Zhou Yongjie, Zhao Jinhong, Zou Fei, Tan Yongming, Zeng Wei, Jiang Jiahui, Hu Jiale, Zeng Qiao, Gong Lianggeng, Liu Lan, Zhong Linhua
Department of Radiology, Jiangxi Cancer Hospital & Institute, Jiangxi Clinical Research Center for Cancer, The Second Affiliated Hospital of Nanchang Medical College, Nanchang, China.
Department of Radiology, The Second Affiliated Hospital, Jiangxi Medical College, Nanchang University, Nanchang, China.
Comput Methods Programs Biomed. 2025 Sep;269:108874. doi: 10.1016/j.cmpb.2025.108874. Epub 2025 May 22.
Colorectal cancer (CRC) ranks among the most prevalent cancers worldwide, with early postoperative recurrence remaining a major cause of mortality. Body composition and inflammatory-nutritional indices (BCINI) have demonstrated potential in reflecting patients' physiological states; however, their association with early recurrence (ER) after CRC resection remains unclear. This study aimed to establish and validate interpretable machine learning (ML) models based on BCINI to predict ER after CRC resection.
Data from three hospitals were collected, including CT-based body composition metrics and blood test variables. After variable selection, six ML algorithms-XGBoost, Complement Naive Bayes (CNB), support vector machine (SVM), k-nearest neighbors (KNN), random forest (RF), and Gaussian Naive Bayes (GNB)-were used to construct ER prediction models. Optimal model selection was based on receiver operating characteristic (ROC) curve analysis. The selected model was externally validated using independent datasets to assess generalizability, while its accuracy and clinical utility were evaluated via calibration curves and decision curve analysis. Additionally, SHapley Additive exPlanations were employed to visualize prediction processes for clinical interpretability.

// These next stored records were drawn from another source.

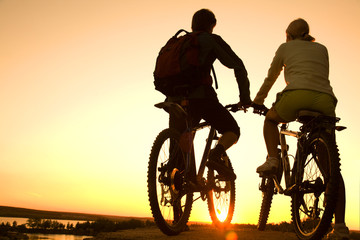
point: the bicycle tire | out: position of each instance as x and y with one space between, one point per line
267 196
313 203
170 204
221 199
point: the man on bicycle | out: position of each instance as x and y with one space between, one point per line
306 70
203 101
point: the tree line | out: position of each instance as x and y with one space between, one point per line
90 228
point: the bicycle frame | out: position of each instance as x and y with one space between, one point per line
284 131
210 138
175 108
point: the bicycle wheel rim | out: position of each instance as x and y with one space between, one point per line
221 200
169 204
313 205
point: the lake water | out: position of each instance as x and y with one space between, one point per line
35 236
21 221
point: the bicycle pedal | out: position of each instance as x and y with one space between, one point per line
266 174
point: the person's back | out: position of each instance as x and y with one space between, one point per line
306 71
307 66
203 101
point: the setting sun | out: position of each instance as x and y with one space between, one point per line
77 99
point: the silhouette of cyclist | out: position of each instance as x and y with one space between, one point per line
203 101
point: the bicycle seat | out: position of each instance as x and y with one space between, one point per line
307 115
172 108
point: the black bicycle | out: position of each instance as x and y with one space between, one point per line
172 178
313 181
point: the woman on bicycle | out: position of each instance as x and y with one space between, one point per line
306 71
203 101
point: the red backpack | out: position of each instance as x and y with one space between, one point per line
177 66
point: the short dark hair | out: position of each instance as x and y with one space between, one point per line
203 20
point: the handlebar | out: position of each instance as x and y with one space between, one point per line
235 107
258 109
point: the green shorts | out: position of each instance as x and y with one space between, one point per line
289 103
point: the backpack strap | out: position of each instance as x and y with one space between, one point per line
213 70
212 67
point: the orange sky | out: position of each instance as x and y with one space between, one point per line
76 97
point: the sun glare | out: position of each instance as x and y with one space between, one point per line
221 214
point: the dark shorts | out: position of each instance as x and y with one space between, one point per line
212 111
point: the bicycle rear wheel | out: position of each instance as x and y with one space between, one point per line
170 204
314 202
221 198
267 195
268 190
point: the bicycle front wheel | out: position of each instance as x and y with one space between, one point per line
170 204
221 198
317 180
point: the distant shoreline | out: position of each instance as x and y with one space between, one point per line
6 211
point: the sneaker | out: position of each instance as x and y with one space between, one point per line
340 232
216 163
270 165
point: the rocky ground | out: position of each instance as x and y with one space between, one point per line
203 233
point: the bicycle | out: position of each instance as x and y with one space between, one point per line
313 181
170 185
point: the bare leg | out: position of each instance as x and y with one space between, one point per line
340 205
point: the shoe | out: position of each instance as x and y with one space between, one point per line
340 232
216 163
270 165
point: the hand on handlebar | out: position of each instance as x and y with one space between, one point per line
244 106
259 109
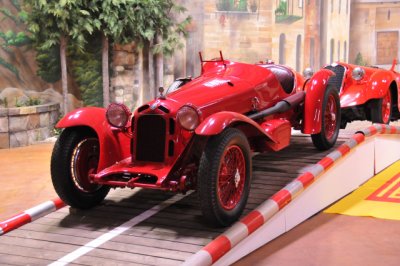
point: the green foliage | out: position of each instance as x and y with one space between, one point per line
11 38
16 4
86 70
49 67
282 8
124 21
4 102
360 60
30 102
17 39
49 21
232 5
10 67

The XGBoost algorithm outperformed other methods in model selection, demonstrating superior accuracy and stability with area under the ROC curve (AUC) values of 0.837 and 0.777 in internal training and validation sets, respectively. This model achieved the lowest Brier score of 0.131 on calibration curves, surpassing the five other ML algorithms. External validation further confirmed its generalizability, yielding AUC values of 0.783 and 0.773 in two independent datasets. Consistent predictive performance was observed across age subgroups (<60 years: AUC 0.762-0.834; ≥60 years: AUC 0.777-0.800) and tumor location subgroups (colon: AUC 0.785-0.845; rectum: AUC 0.751-0.799).

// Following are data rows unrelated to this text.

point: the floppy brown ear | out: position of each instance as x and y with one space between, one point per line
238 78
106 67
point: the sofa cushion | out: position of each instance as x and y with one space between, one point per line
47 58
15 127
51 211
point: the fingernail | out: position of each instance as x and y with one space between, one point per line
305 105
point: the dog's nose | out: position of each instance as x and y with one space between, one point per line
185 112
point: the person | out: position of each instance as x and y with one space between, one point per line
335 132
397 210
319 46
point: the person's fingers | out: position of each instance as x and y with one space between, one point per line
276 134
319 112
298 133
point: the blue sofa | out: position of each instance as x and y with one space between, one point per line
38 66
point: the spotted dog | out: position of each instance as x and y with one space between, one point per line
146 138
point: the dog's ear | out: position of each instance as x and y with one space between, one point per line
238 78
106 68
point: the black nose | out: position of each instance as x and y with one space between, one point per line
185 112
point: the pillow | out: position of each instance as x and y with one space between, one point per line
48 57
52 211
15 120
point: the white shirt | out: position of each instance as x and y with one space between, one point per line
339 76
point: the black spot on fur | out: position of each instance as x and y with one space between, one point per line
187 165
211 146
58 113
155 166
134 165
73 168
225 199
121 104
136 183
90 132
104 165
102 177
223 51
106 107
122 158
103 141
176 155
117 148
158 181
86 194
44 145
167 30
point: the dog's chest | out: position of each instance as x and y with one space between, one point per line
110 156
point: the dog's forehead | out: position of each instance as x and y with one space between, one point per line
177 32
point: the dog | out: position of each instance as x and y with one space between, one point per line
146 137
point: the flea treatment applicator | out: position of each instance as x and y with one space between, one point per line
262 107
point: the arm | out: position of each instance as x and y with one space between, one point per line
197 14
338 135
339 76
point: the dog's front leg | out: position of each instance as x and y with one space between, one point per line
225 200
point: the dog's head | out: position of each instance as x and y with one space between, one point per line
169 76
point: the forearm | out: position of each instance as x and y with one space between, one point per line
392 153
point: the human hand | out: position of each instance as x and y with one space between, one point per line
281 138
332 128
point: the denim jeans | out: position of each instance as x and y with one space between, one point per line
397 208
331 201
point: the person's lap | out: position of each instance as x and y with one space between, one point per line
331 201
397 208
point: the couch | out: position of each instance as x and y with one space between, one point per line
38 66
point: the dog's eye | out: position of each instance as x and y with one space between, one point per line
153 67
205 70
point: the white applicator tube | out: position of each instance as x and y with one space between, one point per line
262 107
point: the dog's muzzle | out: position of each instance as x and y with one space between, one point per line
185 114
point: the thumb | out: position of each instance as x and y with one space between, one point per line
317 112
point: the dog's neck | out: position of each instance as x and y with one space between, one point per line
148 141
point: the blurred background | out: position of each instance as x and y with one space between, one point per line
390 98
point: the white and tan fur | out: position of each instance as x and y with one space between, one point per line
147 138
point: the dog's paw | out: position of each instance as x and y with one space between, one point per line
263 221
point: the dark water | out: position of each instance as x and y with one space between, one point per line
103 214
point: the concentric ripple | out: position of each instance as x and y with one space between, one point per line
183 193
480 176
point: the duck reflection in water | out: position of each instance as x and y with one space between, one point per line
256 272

The interpretable ML model developed based on BCINI shows promise in predicting ER of CRC. This approach may provide valuable insights for clinical decision-making, enabling early detection and intervention to improve patient outcomes.
结直肠癌(CRC)是全球最常见的癌症之一,术后早期复发仍是主要的死亡原因。身体成分和炎症营养指标(BCINI)已显示出反映患者生理状态的潜力;然而,它们与CRC切除术后早期复发(ER)的关联仍不清楚。本研究旨在建立并验证基于BCINI的可解释机器学习(ML)模型,以预测CRC切除术后的ER。

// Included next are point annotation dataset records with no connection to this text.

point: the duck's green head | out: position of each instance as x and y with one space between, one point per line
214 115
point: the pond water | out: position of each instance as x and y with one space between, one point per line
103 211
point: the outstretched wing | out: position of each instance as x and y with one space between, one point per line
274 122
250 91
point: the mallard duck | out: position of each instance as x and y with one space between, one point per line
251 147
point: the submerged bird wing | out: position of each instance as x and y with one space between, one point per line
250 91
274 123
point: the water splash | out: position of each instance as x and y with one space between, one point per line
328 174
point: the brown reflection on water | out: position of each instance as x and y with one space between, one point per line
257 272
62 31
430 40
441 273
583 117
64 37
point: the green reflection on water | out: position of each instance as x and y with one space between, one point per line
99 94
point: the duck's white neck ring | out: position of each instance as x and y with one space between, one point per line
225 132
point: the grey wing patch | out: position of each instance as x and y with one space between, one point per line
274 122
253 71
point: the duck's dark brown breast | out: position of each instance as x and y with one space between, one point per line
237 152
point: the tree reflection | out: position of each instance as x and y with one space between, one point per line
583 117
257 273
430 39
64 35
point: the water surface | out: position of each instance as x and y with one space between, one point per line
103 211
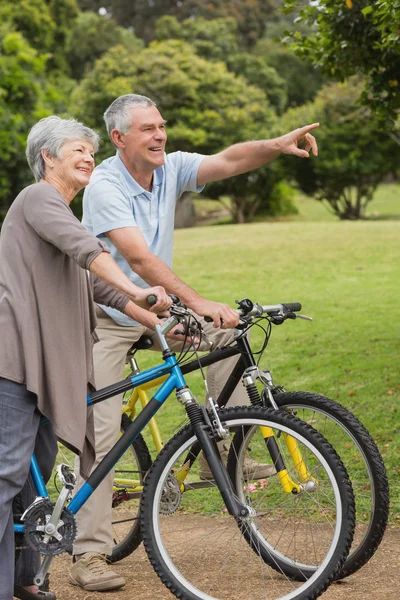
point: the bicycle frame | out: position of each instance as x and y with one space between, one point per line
174 381
246 360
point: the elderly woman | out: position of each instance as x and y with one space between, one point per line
49 277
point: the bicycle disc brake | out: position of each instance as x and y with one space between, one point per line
171 496
44 537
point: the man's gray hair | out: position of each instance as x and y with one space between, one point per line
118 115
50 134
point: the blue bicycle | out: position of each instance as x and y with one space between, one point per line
231 535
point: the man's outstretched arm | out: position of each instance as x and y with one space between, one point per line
247 156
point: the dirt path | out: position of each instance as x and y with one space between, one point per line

收集了三家医院的数据,包括基于CT的身体成分指标和血液检测变量。在变量选择后,使用六种ML算法——XGBoost、互补朴素贝叶斯(CNB)、支持向量机(SVM)、k近邻(KNN)、随机森林(RF)和高斯朴素贝叶斯(GNB)——构建ER预测模型。基于受试者工作特征(ROC)曲线分析进行最优模型选择。使用独立数据集对所选模型进行外部验证以评估其通用性,同时通过校准曲线和决策曲线分析评估其准确性和临床实用性。此外,采用SHapley加性解释来可视化预测过程以实现临床可解释性。
在模型选择方面,XGBoost算法优于其他方法,在内部训练集和验证集中的ROC曲线下面积(AUC)值分别为0.837和0.777,显示出更高的准确性和稳定性。该模型在校准曲线上的Brier评分为0.131,是六种ML算法中最低的。外部验证进一步证实了其通用性,在两个独立数据集中的AUC值分别为0.783和0.773。在不同年龄亚组(<60岁:AUC 0.762 - 0.834;≥60岁:AUC 0.777 - 0.800)和肿瘤位置亚组(结肠:AUC 0.785 - 0.845;直肠:AUC 0.751 - 0.799)中均观察到一致的预测性能。
基于BCINI开发的可解释ML模型在预测CRC的ER方面显示出前景。这种方法可能为临床决策提供有价值的见解,有助于早期检测和干预以改善患者预后。